One of Detroit’s most beloved felines isn’t curled up on a windowsill or lazing on fresh laundry—it’s gazing out at motorists shuttling down a fairly unremarkable service drive en route to the freeway.
Wide-eyed and perky-eared, the brick sculpture known as Monumental Kitty has been charming drivers since 2010. It was installed by the local artist Jerome Ferretti, who once earned his stripes as a journeyman bricklayer before venturing into fine arts.
The cat was intended to enliven an otherwise ho-hum stretch at the edge of the Corktown neighborhood. Convinced that the overlooked median could use a little love, local residents enlisted Ferretti and crowdfunded the money to bring the kitty to life.
Passersby sometimes pull over and scramble to stand on the cat’s domed head. Out of the ground rise a tail and a paw, the latter outfitted with nails made from strips of stone.
Though the cat’s not as splashy as some of the city’s other public art projects—from the sprawling, polka-dotted Heidelberg Project to the industrial Lincoln Street Art Park—it’s a much-welcome addition to the concrete rivers bisecting a city dominated by cars.
Update: As of April 2019, the cat has been largely destroyed. The paw and tail remain, but the head exists only as a pile of rubble.
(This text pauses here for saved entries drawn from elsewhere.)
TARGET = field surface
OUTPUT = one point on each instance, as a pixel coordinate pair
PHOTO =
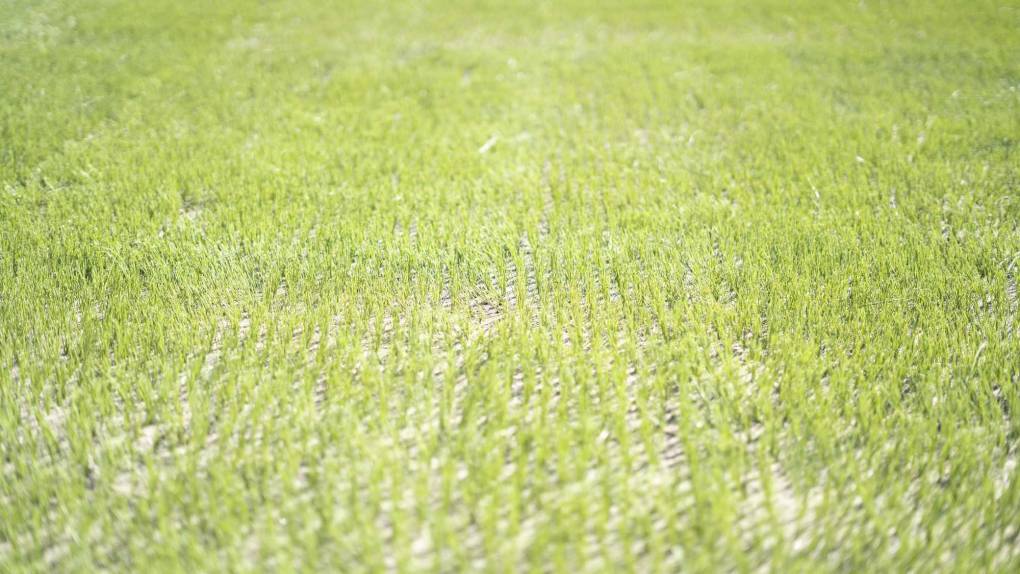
(557, 287)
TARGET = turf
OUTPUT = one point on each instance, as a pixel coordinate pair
(501, 287)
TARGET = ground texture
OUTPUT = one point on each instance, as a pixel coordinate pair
(506, 287)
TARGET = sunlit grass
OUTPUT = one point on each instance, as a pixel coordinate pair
(441, 287)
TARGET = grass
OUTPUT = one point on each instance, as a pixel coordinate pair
(443, 287)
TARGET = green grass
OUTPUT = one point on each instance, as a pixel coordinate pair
(505, 287)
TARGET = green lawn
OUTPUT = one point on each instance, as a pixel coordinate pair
(559, 287)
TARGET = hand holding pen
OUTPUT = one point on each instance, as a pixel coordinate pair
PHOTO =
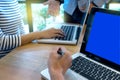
(59, 61)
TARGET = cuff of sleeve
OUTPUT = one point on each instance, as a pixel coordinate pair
(19, 40)
(98, 3)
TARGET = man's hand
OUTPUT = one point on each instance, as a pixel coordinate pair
(51, 33)
(58, 64)
(53, 7)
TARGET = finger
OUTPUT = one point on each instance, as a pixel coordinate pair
(59, 31)
(46, 3)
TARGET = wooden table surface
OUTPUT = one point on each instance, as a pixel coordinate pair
(26, 62)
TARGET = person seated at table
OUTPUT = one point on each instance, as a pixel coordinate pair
(58, 64)
(11, 28)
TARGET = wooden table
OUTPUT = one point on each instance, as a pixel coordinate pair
(26, 62)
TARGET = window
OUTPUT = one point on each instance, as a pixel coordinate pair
(40, 17)
(35, 15)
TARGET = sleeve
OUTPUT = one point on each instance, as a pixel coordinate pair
(9, 42)
(61, 1)
(22, 30)
(99, 3)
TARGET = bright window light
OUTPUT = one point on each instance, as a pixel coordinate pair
(114, 6)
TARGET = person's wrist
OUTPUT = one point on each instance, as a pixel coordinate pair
(58, 1)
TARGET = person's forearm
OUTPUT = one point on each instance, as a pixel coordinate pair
(57, 76)
(28, 38)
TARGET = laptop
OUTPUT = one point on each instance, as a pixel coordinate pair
(99, 56)
(72, 33)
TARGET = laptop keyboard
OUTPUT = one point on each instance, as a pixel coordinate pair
(93, 71)
(69, 33)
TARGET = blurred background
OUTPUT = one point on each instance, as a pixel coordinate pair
(35, 15)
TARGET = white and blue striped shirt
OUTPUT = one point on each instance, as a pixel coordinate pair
(70, 5)
(11, 26)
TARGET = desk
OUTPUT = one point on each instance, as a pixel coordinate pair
(26, 62)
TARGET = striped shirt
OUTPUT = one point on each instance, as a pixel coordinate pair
(70, 5)
(11, 26)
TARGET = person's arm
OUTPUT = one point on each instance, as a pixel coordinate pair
(50, 33)
(58, 64)
(8, 42)
(99, 3)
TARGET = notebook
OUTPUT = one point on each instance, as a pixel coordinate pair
(99, 56)
(72, 33)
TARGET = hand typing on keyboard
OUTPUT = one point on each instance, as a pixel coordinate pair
(52, 33)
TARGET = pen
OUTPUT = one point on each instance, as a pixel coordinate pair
(60, 52)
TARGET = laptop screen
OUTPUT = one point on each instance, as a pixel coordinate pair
(102, 37)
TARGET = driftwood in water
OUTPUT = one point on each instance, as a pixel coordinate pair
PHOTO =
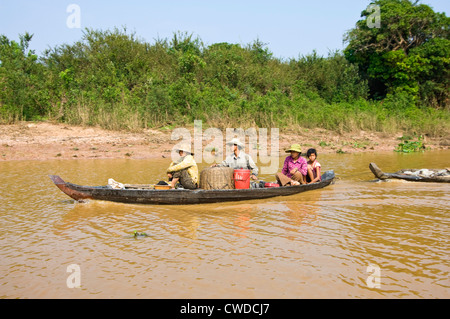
(414, 175)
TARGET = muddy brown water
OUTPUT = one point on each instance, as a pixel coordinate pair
(318, 244)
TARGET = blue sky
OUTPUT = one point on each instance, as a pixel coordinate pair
(289, 27)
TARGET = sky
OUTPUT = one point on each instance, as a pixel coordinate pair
(289, 28)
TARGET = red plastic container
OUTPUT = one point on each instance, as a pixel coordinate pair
(241, 178)
(267, 185)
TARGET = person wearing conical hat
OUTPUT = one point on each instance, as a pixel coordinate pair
(295, 168)
(185, 170)
(239, 159)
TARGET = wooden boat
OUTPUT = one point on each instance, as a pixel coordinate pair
(413, 175)
(181, 196)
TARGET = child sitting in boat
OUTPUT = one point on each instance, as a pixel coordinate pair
(184, 170)
(313, 167)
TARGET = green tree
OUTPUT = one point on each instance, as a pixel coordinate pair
(21, 87)
(399, 57)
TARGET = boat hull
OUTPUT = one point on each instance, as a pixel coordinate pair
(182, 196)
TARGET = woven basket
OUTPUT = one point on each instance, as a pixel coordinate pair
(217, 178)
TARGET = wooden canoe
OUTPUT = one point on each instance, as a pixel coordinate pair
(181, 196)
(413, 175)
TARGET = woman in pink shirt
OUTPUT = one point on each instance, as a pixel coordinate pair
(294, 169)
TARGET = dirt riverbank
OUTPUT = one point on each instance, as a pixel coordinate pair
(43, 141)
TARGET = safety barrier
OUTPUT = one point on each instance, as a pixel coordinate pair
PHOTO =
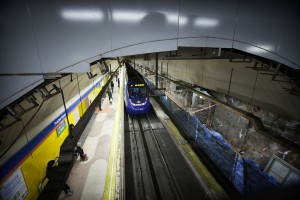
(246, 176)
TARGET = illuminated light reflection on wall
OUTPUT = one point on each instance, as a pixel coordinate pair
(172, 18)
(82, 15)
(206, 22)
(259, 49)
(183, 20)
(128, 16)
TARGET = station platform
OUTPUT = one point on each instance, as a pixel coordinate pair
(101, 176)
(95, 178)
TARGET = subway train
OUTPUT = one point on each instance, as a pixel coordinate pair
(136, 97)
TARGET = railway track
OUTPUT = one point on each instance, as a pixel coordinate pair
(155, 169)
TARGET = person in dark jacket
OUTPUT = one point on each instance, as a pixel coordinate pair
(53, 174)
(80, 151)
(109, 95)
(112, 86)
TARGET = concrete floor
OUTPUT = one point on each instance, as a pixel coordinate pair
(87, 178)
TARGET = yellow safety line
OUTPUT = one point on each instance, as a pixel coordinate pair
(110, 180)
(210, 181)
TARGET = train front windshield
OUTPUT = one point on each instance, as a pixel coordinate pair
(137, 91)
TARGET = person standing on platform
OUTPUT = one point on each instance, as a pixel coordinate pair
(112, 86)
(109, 95)
(80, 151)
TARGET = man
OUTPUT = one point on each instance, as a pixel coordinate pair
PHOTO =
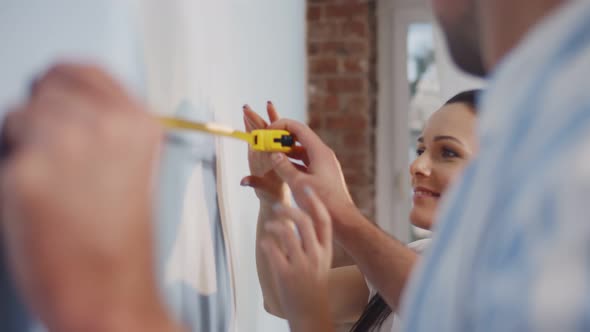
(77, 204)
(511, 251)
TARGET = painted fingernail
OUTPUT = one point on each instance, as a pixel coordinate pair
(276, 157)
(277, 207)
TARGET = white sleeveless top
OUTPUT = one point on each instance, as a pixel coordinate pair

A handwritten sign reassures visitors that kitty’s ears, eyes, and mouth are safely stored until she can be restored.
Know Before You Go
This feline basks in the sun (or snow, or rain) beneath the pedestrian bridge near Cochrane Street and I-75. If you want approach the cat on foot, your best bet is to pull over into one of the lots on the West Fisher Service Drive.